🤖 AI Summary
This work investigates whether large language models (LLMs) can autonomously generate separation logic specifications for C programs that are verifiable by VeriFast, thereby improving the efficiency and practicality of static program verification. We conduct the first systematic evaluation of GPT-4o’s capability to produce ownership-aware, verifiable separation logic assertions—using both zero-shot and chain-of-thought prompting—across diverse C program inputs.

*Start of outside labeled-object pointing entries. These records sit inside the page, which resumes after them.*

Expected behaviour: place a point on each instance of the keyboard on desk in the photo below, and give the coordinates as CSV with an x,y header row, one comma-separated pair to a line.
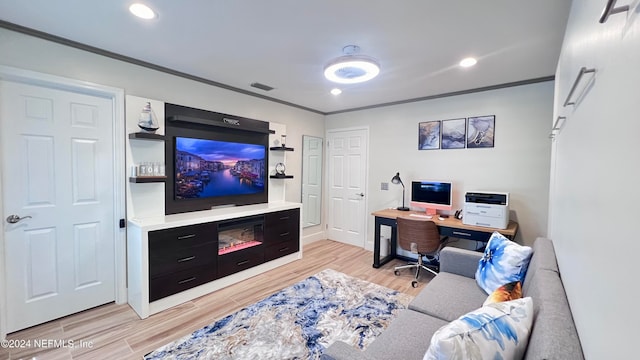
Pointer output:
x,y
421,216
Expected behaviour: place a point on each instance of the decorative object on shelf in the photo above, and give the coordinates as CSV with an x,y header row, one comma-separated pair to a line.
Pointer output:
x,y
480,131
396,180
148,120
429,135
453,133
280,168
351,68
148,169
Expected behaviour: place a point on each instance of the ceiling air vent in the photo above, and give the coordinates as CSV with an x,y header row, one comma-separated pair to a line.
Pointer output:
x,y
262,86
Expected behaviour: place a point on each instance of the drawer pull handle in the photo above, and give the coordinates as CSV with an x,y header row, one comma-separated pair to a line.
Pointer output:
x,y
461,233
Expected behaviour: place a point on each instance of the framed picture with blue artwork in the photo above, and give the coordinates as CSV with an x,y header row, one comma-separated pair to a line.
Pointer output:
x,y
429,135
454,133
481,131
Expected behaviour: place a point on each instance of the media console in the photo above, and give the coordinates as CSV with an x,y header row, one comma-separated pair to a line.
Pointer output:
x,y
176,258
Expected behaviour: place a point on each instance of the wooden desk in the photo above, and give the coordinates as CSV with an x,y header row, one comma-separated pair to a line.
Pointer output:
x,y
450,227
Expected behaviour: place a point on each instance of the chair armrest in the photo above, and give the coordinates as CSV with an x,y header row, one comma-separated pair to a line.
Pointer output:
x,y
343,351
459,261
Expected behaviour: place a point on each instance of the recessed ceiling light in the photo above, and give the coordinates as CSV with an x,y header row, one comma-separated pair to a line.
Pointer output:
x,y
468,62
351,68
142,11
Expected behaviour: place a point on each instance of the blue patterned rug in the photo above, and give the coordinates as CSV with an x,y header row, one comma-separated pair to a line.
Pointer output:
x,y
298,322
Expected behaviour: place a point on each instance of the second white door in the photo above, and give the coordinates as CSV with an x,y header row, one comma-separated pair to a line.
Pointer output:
x,y
347,178
58,182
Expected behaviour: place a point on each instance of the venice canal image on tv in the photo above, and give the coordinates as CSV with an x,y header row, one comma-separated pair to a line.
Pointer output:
x,y
209,168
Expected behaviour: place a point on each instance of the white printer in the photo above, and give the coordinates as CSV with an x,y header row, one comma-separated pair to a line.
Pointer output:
x,y
488,209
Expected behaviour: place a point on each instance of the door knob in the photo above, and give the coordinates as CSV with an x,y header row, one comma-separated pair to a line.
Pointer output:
x,y
12,219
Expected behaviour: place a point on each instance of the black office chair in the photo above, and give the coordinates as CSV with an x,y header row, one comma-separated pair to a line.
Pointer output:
x,y
420,236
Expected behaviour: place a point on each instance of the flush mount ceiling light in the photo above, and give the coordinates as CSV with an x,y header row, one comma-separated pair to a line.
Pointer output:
x,y
468,62
142,11
351,68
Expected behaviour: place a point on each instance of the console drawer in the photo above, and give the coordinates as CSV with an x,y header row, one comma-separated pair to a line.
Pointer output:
x,y
170,284
240,260
163,262
168,240
275,251
282,226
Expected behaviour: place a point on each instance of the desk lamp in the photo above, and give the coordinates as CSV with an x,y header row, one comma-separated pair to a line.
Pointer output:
x,y
396,180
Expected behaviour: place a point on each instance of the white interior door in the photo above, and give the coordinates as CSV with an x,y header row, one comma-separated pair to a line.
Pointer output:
x,y
347,179
312,180
57,179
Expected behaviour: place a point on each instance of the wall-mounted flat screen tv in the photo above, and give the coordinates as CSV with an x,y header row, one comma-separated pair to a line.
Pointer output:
x,y
205,168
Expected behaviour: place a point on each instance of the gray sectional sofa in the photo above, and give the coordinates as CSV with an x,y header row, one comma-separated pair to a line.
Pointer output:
x,y
454,292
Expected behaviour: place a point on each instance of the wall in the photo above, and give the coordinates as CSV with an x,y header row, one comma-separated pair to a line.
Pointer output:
x,y
595,174
518,164
31,53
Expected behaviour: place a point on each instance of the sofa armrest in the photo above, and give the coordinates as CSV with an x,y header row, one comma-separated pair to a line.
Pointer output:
x,y
342,351
459,261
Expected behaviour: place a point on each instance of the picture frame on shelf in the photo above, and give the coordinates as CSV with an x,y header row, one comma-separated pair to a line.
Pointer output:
x,y
454,132
481,131
429,135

Results show that while generated specifications generally preserve functional fidelity, only a small fraction succeed in VeriFast verification; those that do often contain redundant assertions, yielding low overall verification success rates. Our key contribution is exposing a critical disconnect between *semantic correctness* and *formal verifiability* in LLM-generated logical specifications. Furthermore, we establish the first empirical benchmark and failure-mode analysis for LLM-based program verification targeting separation logic, providing foundational insights for future research at the intersection of LLMs and formal methods.
📝 Abstract
Static verification is a powerful method for enhancing software quality, but it demands significant human labor and resources. This is particularly true of static verifiers that reason about heap manipulating programs using an ownership logic. LLMs have shown promise in a number of software engineering activities, including code generation, test generation, proof generation for theorem provers, and specification generation for static verifiers. However, prior work has not explored how well LLMs can perform specification generation for specifications based in an ownership logic, such as separation logic. To address this gap, this paper explores OpenAI's GPT-4o model's effectiveness in generating specifications on C programs that are verifiable with VeriFast, a separation logic based static verifier. Our experiment employs three different types of user inputs as well as basic and Chain-of-Thought (CoT) prompting to assess GPT's capabilities. Our results indicate that the specifications generated by GPT-4o preserve functional behavior, but struggle to be verifiable. When the specifications are verifiable they contain redundancies. Future directions are discussed to improve the performance.